207. S. Alfonso. Dio prova i suoi veri amici.
Pagine Alfonsiane sulla Misericordia
207. S. Alfonso. Dio prova i suoi veri amici.
♦ Non sempre l’aridità è un castigo. A volte Dio la dispone per il nostro maggior bene e per conservarci nell’umiltà. Il Signore permise che san Paolo fosse tormentato da tentazioni impure perché non insuperbisse per i doni ricevuti: Perché non montassi in superbia per la grandezza delle rivelazioni, mi è stata messa una spina nella carne, un inviato di satana per schiaffeggiarmi (2Cor 12,7).
- Chi prega tra le dolcezze non fa gran che. C’è l’amico compagno a tavola, ma non resiste nel giorno della tua sventura (Sir 6,10); cioè: non considerare vero amico chi ti fa compagnia solo a mensa, ma piuttosto chi ti aiuta nelle difficoltà e con disinteresse. Quando Dio manda oscurità e desolazioni, allora prova i suoi veri amici.
- Palladio provava molto tedio durante la preghiera.
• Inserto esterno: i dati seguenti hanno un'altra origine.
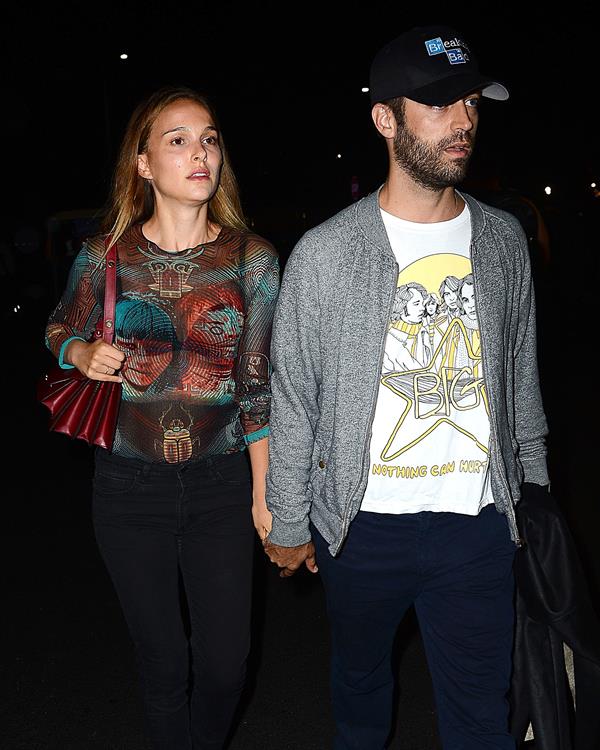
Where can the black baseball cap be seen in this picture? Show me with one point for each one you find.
(432, 65)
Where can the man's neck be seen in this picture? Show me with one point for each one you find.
(401, 196)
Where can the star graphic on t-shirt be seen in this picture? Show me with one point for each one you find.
(442, 391)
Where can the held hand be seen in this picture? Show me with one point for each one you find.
(96, 360)
(289, 559)
(262, 517)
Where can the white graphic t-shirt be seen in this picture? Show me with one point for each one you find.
(430, 440)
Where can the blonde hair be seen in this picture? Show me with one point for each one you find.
(132, 197)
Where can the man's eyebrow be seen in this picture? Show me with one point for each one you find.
(180, 128)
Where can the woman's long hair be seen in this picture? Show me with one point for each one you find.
(132, 197)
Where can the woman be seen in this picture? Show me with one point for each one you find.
(174, 503)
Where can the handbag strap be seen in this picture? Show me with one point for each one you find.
(110, 295)
(105, 328)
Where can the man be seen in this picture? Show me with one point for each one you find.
(402, 485)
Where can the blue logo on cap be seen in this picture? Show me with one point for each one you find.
(435, 46)
(455, 56)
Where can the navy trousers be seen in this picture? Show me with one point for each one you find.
(457, 571)
(163, 528)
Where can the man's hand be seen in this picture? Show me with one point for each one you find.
(289, 559)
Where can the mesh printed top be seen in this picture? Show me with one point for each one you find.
(195, 326)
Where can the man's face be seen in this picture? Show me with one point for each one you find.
(434, 144)
(415, 308)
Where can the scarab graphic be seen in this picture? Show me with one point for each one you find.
(177, 445)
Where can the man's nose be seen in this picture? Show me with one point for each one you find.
(461, 116)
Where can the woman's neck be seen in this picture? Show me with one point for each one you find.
(179, 228)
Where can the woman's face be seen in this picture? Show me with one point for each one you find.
(431, 307)
(183, 158)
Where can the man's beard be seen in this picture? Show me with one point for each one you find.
(424, 161)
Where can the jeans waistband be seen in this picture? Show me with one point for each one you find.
(111, 459)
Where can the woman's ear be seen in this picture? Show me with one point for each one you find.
(144, 167)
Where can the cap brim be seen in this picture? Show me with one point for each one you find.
(452, 88)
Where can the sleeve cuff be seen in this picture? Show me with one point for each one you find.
(61, 354)
(289, 534)
(253, 437)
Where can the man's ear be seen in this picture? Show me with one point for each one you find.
(384, 120)
(144, 167)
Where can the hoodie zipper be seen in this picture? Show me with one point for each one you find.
(366, 444)
(495, 446)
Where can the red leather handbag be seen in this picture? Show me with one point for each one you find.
(80, 407)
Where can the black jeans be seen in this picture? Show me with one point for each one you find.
(154, 525)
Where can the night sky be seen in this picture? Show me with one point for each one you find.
(287, 89)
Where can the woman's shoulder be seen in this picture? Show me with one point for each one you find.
(95, 246)
(248, 243)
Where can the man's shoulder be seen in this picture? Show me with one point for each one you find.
(498, 219)
(327, 239)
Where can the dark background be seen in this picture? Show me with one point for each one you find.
(286, 81)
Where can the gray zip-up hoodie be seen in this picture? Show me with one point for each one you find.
(328, 341)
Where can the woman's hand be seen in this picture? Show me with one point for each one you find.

Un giorno andò a trovare Macario e questi gli disse: “Quando la mente ti suggerisce di tralasciare l’orazione, rispondile che tu, per amore di Gesù Cristo, ti accontenti di stare lì a custodire le mura della tua cella”. Così devi fare anche tu: quando sei tentato di tralasciare l’orazione perché ti sembra una perdita di tempo, rispondi: “Sto qui per far piacere a Dio”.
♦ San Francesco di Sales diceva che se, durante la preghiera, non facessimo altro che scacciare le distrazioni e le tentazioni, essa sarebbe valida ugualmente. Anzi, se una persona che si trova nell’aridità persevera nella preghiera, Dio le dona grazie maggiori di quando prega con molta devozione sensibile.
♦ Quanto si dice dell’aridità vale anche per le tentazioni. Dobbiamo cercare di evitare le tentazioni, ma se Dio vuole o permette che siamo tentati contro la fede, la purità o altre virtù, non dobbiamo lamentarci, ma anche in ciò rassegnarci al volere divino. A san Paolo, che pregava di esser liberato dalla tentazione, il Signore rispose: Ti basta la mia grazia (2Cor 12,9). Così anche noi, se vediamo che Dio non ci esaudisce liberandoci da qualche tentazione molesta, diciamo: “Signore, fai tu, permetti quello che vuoi. Mi basta la tua grazia, ma assistimi perché non la perda mai”.
♥ Non la tentazione, ma il consenso ad essa ci fa perdere la grazia divina. Se le respingiamo, le tentazioni ci mantengono più umili, ci fanno guadagnare più meriti, ci spingono a ricorrere più spesso a Dio, tenendoci più lontani dall’offenderlo e unendoci di più al suo santo amore.